ECLI:NL:RBDHA:2015:11884
Rechtbank Den Haag
- Eerste aanleg - meervoudig
- Rechtspraak.nl
Beoordeling van de rechtmatigheid van een bestuursrechtelijke handeling inzake verblijfsvergunningen
In deze zaak heeft de Rechtbank Den Haag op 9 oktober 2015 uitspraak gedaan in een geschil tussen de staatssecretaris van Veiligheid en Justitie en meerdere eisers die een aanvraag om een verblijfsvergunning hadden ingediend. De rechtbank heeft vastgesteld dat de brief van de staatssecretaris geen besluit is in de zin van artikel 1:3, eerste lid, van de Algemene wet bestuursrecht (Awb). De kern van het geschil was of de brief een handeling is in de zin van artikel 72, derde lid, van de Vreemdelingenwet 2000 (Vw 2000). De rechtbank volgde eerdere uitspraken van de Afdeling bestuursrechtspraak van de Raad van State, waarin werd geoordeeld dat rechtsbescherming niet aan de orde is als er een bestaande rechtsgang is die een vergelijkbaar resultaat kan opleveren.
De eisers stelden dat zij door het indienen van een aanvraag om een verblijfsvergunning regulier voor bepaalde tijd, conform de beschikking van de staatssecretaris, een adequate rechtsgang hadden. De rechtbank oordeelde dat deze rechtsgang voldoende waarborgen biedt en dat de eisers in staat zijn om een vergelijkbaar resultaat te bereiken. De rechtbank benadrukte dat de situatie van de eisers verschilde van eerdere uitspraken, omdat zij nu wel een aanvraag konden indienen die hen in dezelfde rechtspositie zou kunnen brengen.

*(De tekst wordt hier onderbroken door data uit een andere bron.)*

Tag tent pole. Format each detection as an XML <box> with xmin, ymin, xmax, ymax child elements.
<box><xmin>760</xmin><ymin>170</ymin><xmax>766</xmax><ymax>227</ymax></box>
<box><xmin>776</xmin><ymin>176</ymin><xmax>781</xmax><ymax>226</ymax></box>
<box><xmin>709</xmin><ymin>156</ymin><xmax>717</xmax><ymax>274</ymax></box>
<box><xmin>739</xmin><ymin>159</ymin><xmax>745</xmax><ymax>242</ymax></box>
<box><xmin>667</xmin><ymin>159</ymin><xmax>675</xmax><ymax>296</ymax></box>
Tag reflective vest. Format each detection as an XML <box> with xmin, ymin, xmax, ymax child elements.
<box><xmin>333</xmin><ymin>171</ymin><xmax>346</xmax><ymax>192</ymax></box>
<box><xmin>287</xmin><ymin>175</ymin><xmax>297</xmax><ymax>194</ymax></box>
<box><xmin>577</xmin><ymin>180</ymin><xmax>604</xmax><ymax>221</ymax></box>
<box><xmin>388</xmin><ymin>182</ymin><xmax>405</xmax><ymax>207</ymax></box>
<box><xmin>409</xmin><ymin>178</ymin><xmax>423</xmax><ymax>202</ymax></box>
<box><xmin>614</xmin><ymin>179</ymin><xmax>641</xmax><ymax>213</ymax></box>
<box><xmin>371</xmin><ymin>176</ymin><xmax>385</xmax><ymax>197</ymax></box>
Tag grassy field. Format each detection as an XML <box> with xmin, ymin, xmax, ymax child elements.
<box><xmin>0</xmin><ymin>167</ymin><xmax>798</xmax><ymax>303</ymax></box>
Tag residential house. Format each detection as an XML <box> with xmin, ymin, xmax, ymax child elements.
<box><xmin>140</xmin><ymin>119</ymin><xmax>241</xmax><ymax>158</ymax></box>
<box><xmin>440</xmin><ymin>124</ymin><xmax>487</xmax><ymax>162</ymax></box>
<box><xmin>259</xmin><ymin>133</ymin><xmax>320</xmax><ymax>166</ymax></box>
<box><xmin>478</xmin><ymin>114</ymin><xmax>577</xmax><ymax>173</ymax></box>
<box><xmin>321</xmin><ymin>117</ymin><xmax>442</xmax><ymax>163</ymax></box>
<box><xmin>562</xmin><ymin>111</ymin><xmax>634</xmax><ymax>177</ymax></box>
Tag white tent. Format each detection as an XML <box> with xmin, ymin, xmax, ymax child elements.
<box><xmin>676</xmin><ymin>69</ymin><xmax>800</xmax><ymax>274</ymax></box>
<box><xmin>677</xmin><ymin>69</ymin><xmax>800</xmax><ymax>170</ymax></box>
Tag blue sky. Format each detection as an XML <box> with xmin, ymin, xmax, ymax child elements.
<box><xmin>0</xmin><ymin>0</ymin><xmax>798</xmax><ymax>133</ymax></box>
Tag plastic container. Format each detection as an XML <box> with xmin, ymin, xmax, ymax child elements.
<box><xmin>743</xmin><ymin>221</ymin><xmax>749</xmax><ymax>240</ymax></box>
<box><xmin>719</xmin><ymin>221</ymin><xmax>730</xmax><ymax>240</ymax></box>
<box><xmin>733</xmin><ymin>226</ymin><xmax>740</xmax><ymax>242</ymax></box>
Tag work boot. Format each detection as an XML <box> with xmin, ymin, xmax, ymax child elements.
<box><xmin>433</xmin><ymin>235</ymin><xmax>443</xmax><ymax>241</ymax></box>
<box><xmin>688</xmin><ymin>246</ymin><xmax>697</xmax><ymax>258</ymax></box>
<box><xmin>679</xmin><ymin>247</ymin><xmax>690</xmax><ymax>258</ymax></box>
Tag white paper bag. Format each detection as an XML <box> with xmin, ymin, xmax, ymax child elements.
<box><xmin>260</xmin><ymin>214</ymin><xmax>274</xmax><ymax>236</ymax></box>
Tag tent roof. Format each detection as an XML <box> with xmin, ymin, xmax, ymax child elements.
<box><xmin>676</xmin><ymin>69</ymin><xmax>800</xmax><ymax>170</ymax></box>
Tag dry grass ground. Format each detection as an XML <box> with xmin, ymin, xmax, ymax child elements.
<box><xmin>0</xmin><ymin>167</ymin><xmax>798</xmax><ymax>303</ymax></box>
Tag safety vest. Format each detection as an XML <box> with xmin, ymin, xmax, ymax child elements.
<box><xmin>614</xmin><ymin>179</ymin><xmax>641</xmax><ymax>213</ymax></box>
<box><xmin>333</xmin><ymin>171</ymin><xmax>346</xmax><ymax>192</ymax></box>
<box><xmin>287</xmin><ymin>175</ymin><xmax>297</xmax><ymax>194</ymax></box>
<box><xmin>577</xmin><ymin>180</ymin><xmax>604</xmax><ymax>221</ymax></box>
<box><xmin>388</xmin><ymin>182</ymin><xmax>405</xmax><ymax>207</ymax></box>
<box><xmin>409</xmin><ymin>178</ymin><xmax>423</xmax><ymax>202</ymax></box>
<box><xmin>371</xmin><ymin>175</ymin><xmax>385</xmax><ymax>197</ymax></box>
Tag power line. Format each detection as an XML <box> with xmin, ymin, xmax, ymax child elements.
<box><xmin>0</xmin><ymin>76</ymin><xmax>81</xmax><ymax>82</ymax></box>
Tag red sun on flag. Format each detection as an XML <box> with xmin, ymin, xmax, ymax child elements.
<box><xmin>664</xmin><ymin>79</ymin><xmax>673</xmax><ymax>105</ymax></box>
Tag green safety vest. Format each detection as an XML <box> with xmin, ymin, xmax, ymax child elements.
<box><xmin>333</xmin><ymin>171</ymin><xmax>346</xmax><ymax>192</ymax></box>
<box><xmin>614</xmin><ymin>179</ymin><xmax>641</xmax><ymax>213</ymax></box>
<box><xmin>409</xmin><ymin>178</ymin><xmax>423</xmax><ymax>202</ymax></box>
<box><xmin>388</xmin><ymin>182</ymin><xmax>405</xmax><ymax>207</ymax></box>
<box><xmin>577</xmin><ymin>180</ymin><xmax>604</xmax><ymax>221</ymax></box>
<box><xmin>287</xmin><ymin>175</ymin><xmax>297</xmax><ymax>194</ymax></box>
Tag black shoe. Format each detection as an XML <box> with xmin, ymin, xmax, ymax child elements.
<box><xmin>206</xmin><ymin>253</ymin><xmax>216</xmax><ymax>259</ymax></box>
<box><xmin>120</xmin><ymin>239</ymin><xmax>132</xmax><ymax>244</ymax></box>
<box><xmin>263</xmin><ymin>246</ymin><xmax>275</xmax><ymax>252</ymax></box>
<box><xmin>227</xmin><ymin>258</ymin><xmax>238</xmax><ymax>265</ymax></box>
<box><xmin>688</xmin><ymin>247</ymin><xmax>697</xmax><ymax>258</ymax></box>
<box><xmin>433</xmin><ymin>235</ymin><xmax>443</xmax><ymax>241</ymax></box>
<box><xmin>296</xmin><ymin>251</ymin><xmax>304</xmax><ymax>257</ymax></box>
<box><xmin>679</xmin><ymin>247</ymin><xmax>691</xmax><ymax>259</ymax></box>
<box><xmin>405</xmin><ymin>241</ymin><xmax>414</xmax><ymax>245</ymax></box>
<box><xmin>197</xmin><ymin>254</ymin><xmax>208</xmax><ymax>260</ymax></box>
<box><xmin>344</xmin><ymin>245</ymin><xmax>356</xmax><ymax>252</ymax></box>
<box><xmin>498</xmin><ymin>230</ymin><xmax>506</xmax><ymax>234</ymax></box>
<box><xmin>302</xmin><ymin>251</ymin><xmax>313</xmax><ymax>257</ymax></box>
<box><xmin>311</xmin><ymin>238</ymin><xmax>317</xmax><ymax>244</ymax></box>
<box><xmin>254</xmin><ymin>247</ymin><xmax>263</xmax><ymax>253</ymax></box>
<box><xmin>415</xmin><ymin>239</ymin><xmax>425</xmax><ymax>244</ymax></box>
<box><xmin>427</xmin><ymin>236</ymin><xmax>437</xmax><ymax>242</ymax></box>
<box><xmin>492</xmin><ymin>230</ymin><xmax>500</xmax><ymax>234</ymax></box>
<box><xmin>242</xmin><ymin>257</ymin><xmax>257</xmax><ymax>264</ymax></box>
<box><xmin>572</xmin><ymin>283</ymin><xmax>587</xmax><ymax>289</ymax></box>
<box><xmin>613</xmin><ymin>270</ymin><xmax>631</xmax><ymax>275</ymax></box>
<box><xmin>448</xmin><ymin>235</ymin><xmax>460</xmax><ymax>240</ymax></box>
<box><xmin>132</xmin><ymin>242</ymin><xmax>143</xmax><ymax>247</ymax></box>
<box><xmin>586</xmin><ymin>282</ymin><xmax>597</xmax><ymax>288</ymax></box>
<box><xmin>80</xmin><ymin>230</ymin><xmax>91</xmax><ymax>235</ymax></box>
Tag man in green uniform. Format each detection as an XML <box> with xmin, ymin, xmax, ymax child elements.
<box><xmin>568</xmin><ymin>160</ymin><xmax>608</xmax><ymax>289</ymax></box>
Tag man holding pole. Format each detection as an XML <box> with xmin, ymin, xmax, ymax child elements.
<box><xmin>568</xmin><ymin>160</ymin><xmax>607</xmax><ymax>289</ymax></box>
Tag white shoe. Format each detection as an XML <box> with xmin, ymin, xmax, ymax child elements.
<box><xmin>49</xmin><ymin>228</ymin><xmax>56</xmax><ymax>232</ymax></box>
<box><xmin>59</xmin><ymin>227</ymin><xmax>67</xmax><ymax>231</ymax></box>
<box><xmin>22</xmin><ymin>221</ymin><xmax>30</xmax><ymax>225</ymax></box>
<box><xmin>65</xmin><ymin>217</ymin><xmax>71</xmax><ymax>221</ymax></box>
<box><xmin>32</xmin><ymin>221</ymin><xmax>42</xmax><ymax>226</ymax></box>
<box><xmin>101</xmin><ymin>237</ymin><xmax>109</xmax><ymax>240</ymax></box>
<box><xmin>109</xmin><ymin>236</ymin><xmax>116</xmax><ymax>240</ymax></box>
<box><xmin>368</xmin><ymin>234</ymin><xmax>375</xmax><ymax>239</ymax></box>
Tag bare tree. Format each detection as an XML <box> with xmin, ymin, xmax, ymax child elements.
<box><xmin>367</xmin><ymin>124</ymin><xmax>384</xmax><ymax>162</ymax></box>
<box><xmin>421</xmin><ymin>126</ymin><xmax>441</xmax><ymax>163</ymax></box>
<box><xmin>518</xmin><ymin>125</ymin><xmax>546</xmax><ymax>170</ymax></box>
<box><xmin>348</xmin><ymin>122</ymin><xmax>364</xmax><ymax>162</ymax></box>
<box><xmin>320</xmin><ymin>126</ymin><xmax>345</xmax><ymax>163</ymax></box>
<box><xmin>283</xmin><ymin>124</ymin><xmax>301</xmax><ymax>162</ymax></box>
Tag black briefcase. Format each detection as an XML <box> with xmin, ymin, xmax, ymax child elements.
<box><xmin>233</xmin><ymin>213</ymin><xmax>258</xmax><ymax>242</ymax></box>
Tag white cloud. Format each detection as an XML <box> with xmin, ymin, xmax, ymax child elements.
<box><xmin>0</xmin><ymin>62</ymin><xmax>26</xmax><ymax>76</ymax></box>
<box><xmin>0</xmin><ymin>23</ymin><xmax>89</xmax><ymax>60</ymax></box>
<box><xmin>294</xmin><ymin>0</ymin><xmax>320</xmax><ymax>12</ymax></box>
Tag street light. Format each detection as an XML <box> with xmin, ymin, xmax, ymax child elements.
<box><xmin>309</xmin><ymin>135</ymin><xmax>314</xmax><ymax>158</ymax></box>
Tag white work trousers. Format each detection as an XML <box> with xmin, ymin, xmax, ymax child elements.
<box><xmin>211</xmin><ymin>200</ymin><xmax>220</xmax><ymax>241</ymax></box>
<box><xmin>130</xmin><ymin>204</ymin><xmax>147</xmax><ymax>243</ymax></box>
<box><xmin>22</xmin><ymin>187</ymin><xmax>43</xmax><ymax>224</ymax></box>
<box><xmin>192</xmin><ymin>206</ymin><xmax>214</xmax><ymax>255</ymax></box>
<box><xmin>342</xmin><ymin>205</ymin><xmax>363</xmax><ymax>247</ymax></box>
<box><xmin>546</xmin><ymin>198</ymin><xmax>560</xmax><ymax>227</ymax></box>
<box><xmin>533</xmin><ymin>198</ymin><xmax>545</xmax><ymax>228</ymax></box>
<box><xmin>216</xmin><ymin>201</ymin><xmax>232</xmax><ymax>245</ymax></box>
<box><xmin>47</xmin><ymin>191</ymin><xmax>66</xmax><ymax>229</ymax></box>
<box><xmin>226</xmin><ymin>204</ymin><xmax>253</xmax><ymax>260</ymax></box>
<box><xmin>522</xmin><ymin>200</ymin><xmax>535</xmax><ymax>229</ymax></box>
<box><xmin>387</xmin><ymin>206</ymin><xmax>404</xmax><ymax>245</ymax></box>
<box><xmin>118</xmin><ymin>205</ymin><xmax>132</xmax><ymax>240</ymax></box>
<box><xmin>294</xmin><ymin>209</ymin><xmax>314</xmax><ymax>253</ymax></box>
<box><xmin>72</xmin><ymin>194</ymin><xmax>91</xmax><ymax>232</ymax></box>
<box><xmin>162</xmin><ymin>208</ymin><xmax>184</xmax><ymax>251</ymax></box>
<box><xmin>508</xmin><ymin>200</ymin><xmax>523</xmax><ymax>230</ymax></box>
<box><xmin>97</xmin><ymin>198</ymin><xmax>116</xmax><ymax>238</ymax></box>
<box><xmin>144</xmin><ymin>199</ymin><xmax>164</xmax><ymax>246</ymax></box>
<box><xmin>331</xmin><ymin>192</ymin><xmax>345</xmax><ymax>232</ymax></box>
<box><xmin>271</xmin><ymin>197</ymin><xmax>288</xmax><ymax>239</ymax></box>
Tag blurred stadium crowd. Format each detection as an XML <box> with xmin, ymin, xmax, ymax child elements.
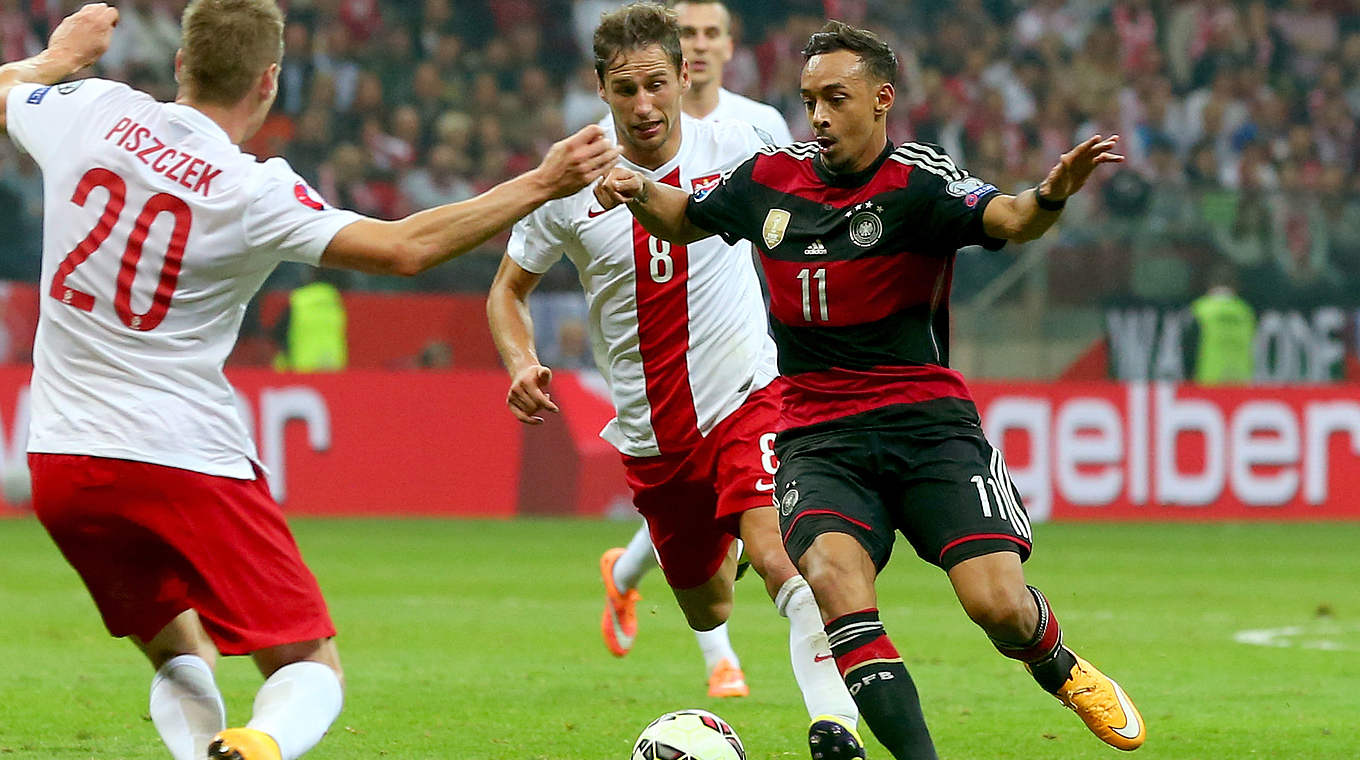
<box><xmin>0</xmin><ymin>0</ymin><xmax>1354</xmax><ymax>308</ymax></box>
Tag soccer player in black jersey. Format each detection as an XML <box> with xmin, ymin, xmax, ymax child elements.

De rechtbank concludeerde dat het beroep van de eisers ongegrond was en dat er geen aanleiding was voor een proceskostenveroordeling. De uitspraak werd openbaar uitgesproken op 9 oktober 2015, en tegen deze uitspraak kan binnen vier weken hoger beroep worden ingesteld bij de Afdeling bestuursrechtspraak van de Raad van State.